File this post under “late to the game”, but I just completed a project where I used Apache Spark for the first time and I’m blown away. Here’s my experience.
No Cluster Needed
Perhaps it was my bias from working with Apache Impala a few years back, but I just assumed that Spark was going to need Hadoop set up on a cluster of servers. I didn’t want to spend my time getting all that set up just to play around with Spark, so I never bothered with it before.
Turns out, Spark has a rather robust single-machine setup. Even better, there’s an R library that took care of all the set up for me.
sparklyr Makes Spark Simple
The R package
sparklyr made my foray into Spark dead simple. The package happily installed Spark for me and provided me functions to easily start and stop a Spark instance from within my R scripts.
Pro tip: by default
sparklyr limits Spark to a single core when it starts up an instance. You can change to multiple cores pretty easily and it makes a world of difference in terms of performance.

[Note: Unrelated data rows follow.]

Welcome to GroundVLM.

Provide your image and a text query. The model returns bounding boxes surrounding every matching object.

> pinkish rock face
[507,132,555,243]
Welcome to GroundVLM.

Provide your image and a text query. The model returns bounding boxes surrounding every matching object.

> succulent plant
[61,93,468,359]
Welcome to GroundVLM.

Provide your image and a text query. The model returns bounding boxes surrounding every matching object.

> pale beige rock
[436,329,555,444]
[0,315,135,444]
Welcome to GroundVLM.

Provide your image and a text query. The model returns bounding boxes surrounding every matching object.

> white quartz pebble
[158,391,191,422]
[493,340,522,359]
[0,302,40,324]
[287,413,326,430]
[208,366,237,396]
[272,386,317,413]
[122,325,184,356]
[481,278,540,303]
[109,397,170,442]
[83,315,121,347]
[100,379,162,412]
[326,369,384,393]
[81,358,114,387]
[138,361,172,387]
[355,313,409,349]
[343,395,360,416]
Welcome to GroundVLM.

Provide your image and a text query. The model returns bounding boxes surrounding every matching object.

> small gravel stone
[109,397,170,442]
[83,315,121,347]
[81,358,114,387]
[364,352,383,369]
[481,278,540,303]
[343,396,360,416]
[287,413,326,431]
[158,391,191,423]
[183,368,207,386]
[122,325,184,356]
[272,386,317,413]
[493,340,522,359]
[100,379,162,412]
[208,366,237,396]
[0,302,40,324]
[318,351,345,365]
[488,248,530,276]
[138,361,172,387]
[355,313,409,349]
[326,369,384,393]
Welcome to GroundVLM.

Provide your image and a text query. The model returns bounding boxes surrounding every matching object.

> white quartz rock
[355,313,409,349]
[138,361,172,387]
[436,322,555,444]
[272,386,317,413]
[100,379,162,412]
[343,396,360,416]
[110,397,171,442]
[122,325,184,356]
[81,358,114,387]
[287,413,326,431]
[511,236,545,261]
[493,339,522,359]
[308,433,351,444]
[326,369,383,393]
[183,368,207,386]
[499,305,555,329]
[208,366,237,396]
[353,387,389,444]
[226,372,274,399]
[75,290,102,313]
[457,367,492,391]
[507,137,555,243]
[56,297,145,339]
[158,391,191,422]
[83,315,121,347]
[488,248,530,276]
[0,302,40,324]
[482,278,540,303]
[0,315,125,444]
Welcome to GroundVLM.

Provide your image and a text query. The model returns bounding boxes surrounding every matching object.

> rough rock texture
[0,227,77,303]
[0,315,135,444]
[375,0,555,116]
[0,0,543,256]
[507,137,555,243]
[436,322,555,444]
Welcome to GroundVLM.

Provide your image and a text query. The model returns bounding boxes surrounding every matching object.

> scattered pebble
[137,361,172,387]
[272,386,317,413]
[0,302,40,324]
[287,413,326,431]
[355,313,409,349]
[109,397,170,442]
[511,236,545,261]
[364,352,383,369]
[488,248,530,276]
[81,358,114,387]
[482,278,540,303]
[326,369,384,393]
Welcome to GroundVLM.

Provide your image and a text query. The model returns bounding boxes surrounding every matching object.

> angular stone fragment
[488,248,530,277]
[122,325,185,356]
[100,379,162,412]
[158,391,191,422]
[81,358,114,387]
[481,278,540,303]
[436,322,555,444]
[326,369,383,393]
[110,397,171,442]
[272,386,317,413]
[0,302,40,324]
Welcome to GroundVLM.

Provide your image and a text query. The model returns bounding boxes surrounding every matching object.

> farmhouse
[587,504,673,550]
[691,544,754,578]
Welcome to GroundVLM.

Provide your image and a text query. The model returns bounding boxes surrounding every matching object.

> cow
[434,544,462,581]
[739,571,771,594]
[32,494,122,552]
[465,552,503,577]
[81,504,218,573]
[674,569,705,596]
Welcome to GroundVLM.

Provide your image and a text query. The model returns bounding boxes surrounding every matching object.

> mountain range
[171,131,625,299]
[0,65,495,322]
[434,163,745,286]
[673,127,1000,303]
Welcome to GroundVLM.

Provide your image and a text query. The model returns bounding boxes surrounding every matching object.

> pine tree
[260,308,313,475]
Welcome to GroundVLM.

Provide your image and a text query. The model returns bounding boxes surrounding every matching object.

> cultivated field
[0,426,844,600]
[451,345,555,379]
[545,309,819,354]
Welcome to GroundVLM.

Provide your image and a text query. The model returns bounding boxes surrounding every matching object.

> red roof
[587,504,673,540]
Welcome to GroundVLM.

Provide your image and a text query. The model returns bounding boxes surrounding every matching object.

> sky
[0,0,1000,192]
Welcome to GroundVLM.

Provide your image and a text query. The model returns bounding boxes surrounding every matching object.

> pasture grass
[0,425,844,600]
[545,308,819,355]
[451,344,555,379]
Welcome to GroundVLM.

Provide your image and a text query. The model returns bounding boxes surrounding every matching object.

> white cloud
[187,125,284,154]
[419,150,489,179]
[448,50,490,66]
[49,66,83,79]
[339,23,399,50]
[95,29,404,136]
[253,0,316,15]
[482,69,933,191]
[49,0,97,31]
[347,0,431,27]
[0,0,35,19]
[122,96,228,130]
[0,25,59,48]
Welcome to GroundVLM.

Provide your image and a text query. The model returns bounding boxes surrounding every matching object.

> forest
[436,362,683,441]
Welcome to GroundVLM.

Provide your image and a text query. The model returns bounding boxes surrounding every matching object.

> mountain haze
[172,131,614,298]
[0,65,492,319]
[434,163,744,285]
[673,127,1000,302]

dplyr and Spark Is a Powerful Combination
dplyr is amazing. Rather than hand-writing Spark SQL,
dplyr provides a set of functions that allowed me to join tables, add where clauses, and manipulate the columns returned from Spark.
My project was to explore replacing an existing part of our data pipeline. Using Spark, our processing time went from days to hours.
More Spark in the Future
After this successful venture into Spark territory, I’m pretty sure I’ll be employing Spark in future projects.